She can feel his smile under her hand, his nod. He pulls the covers back up, snuggles into her back, wraps an arm around her.

"_Te amo_, Teresa."

"I love you too," she murmurs back, wondering what she's done to deserve so much love and good fortune in her life.

* * *

It's only after his breathing has slowed, his embrace relaxed, that she turns her head to one side and lets the tears run down her face onto the pillow.

She loves him, remembers the exact moment she ceased merely liking him and enjoying his company and began to fall in love with him.

The end of a day-long drive, at a lookout over the Pacific, just the two of them sitting on a bench, close but not touching, separated by a small distance, watching the sunset. His voice breaking the stillness, telling her about another place, the perfect spot to watch an Atlantic dawn, a place he's never shared with anyone.

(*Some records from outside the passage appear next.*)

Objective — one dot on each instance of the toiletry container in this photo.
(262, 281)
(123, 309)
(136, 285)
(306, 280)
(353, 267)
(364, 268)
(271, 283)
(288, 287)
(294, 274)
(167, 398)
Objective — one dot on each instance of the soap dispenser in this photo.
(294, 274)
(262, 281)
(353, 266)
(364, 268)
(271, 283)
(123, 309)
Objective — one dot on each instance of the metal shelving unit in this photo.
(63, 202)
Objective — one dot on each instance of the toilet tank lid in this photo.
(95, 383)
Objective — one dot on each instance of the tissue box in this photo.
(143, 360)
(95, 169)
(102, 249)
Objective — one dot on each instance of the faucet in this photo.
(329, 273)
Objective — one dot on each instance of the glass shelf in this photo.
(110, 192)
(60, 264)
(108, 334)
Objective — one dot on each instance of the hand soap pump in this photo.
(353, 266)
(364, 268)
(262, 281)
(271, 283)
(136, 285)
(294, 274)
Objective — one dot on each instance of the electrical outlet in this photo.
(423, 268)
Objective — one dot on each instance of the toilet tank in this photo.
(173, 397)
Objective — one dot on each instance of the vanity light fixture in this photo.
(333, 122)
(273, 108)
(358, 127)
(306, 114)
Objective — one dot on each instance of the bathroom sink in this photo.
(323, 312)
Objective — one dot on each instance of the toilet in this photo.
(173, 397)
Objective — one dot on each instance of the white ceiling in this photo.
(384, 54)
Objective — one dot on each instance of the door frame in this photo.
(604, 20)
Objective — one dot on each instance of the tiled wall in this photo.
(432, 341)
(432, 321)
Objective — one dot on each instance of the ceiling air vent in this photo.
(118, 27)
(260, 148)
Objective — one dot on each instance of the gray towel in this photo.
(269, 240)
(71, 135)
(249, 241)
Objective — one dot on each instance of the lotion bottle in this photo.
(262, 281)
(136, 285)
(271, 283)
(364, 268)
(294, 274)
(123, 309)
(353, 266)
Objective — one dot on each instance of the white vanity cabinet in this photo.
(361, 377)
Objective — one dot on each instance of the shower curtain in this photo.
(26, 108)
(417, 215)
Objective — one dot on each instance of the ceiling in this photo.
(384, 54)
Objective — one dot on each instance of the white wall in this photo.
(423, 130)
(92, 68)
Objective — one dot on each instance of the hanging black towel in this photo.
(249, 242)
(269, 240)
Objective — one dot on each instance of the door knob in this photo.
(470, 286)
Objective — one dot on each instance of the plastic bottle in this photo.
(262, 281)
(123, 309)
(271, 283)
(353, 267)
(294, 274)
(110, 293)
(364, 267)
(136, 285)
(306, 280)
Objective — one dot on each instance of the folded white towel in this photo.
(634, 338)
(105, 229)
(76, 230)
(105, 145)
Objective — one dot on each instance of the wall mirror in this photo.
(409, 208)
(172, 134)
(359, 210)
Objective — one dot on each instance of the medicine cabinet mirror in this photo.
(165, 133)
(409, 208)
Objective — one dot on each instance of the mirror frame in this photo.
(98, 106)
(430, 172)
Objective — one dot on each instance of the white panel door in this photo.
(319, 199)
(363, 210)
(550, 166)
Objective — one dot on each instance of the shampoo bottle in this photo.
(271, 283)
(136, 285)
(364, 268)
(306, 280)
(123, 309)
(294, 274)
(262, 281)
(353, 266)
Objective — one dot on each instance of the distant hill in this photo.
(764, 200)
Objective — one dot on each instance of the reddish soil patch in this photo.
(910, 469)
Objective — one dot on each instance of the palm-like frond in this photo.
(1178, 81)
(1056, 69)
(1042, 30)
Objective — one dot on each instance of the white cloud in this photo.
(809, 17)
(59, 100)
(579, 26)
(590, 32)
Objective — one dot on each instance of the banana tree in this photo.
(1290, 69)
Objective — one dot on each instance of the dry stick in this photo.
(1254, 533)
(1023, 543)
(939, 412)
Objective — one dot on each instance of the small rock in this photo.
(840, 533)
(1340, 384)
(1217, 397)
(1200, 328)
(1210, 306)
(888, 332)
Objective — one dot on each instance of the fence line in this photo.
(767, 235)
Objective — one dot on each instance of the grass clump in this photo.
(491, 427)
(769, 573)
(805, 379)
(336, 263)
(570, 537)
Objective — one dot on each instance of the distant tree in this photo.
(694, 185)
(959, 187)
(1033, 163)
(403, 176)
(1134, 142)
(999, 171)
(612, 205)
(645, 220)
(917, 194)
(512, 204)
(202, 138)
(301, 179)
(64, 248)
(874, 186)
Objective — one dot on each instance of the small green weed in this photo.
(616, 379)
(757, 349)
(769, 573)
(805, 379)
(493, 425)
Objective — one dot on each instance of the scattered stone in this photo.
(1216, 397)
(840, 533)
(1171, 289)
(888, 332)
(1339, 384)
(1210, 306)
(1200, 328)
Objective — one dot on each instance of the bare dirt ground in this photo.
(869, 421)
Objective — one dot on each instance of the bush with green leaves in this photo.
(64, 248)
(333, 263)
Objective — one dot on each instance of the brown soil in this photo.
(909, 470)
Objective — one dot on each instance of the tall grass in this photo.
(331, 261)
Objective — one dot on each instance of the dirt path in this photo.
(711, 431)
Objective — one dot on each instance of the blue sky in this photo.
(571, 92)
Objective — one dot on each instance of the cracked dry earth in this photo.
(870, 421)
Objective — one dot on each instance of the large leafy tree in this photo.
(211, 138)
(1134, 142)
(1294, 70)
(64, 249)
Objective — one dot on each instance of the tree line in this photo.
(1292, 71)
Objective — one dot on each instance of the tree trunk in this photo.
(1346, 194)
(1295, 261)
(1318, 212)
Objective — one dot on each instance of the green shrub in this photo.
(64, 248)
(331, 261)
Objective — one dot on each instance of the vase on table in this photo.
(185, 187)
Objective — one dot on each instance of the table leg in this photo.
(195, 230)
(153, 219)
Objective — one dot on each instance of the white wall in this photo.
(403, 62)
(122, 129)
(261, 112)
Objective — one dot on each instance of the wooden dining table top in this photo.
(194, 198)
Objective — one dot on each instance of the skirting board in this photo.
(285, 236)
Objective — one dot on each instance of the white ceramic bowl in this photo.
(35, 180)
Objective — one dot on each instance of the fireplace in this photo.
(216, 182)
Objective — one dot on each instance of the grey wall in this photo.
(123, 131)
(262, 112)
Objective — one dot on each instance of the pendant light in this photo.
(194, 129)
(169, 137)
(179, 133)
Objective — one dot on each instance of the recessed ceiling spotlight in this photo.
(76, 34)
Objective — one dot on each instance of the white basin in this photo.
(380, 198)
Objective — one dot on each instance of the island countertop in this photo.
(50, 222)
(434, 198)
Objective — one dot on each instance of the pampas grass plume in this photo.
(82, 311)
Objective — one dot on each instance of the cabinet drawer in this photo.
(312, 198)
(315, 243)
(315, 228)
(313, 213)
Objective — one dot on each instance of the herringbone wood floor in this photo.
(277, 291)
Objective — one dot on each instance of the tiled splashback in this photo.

At the edge of her peripheral vision, the strong lines of his face, not looking at her as he speaks, not even sideways, but staring out at the water. His expression makes her understand what he's afraid to say. Afraid it's too soon (only their fifth date), afraid of saying the wrong thing, afraid of opening old wounds.

In that moment she realizes her feelings have started to change, that they are a reflection of his. The sense of possibility, of potential, is dizzying, allows her to overcome her own fear, find the right words: _I've never been to Miami. Maybe you could show me that place, sometime. If you like_.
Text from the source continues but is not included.